Reviews of speculative fiction, YA, middle grade, and graphic novels, along with stray thoughts, links, and pictures.
I've been excited about reading this for years. There's a short story set in not-quite-the-same-world that I read and instantly wanted more of. There was such a large shift from our world contained in those few pages. I could feel the depth of potential in this divergence from our timeline.
I did wonder if this was the right book for me when the first chapter felt ten thousand years long, describing every possible sound in a public square instead of just hanging the spies I was there to see hanged. No worries, though, after a bit of a slow start, this was magnificent.
In simple terms, this is a world where Alchemy is real. Real and used by Calvinists to create mechanical servants which supplant slavery with a far more efficient system. But that's the stepping off point as history has marched on hundreds of years since this not slight change.
This deviation ripples not just through the history of national politics, but of technology itself. The world is a very different place when mechanical man power is the most successful form of work we derive. A form of work requiring no fuel and a flat out denial of free will from the Dutch masters.
There are a few references to the forestalled development and advancements of steam engines that I've seen referenced at winking at how this setting isn't steampunk. A limited view of what has been erased. Without steam powered engines advancing, I suppose Carnot was a poet or a baker? So many technologies with no place in a world where cars could be carried by magically animated legs. This book is set in a 1920's that feels at least a hundred years behind on all that stuff I spent close to a decade getting an education, some, but not all, replaced with alchemical constructs. The New York of this 1920's is full of horse and cart transport, yet watched over by sentient airships. A 1920's without combustion engines. The French reference a supply train, but I suspect that's a group of wagons rather than a locomotive.
While the Dutch have taken over continental Europe with the obvious military superiority of clockwork terminators, their spread in North America has been slow. Slowed by their reliance on mechanical servants for the majority of labor, servants only constructed at a single forge in the Hague. That's about to change, with the construction of a new forge on the new world. Also, the current generation of Alchemists has begun to look beyond simple modifications to the human form for their creations. Shipping has been, for centuries done in galley ships rowed by Clakkers, labor fitted to the form rather than the form designed for the task. As Jax travels to the new world, he'll see new kinds of enslaved Clakkers.
I don't want to go too deeply into plot. Spy thriller mixed with contemplation of free will, I hope that will do. Plot is never really more than a means to explore characters traveling between bouts of bloodshed anyway, right? Let me instead take a moment to briefly mention each POV character.

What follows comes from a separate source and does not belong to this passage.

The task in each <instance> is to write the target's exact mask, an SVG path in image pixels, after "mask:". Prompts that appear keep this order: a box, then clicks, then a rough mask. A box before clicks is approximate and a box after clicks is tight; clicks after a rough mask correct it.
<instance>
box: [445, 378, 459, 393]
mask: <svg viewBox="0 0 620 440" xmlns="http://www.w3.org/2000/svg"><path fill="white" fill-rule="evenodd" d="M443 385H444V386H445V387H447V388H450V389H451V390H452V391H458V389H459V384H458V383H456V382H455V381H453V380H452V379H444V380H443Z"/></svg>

Jax, the Clakker who wants to be free is an everyman (or I suppose everyclakker) caught up in machinations well above his grasp of the world. His heightened senses lend a specific flavor to his chapters, one that took me a while to get into but once on board I rather enjoyed.
Berenice, the spy master who is almost as clever and well informed as she thinks. Her ends justify the means approach informing all her plans. I found it hard not to root for her, even when I thought her plan sounded ill-conceived.
Visser, a man who has been living in his head as a double agent for so long that he inevitably ends up living in his head. The stuff that happens to this man. I had at least 6 weeks of nightmares. It was glorious.
All three are convinced that Clakkers have souls, unlike the cultural bias trained into the Dutch. How each interacts with culturally constructed narratives might actually be more interesting than the ongoing discussion about the nature of free will the text continuously engages in. Jax, finding out how false the narratives about his kind are. Visser unable to communicate anything other than the face he projects during and after years of deep cover. Berenice, always able to find the right mask to play to expectations.
And by the end of this one, I have only the vaguest of notions what will happen next. We know what direction every character is heading and can take a guess at what will happen to at least one of them, but I cannot overstate how small that knowledge is in a world as vast as this.
The downside (beyond the year long wait for the second installment in this trilogy) is really the lack of a map. We see very little of the radically altered world, with only vague hints about locations other than the few visited herein. I wish I knew what the Dutch empire looked like. What was happening in South America. What have the Chinese done with alchemy? Have any other European countries managed to maintain their borders or establish colonies? Okay, forget map, apparently I want the cartoon history of the clockwork work included as an appendix. I think that's the best complement I can give an alternate history fantasy novel - that I want all the world building cataloged for my enjoyment.
The upside is that I have two more of these to look forward to.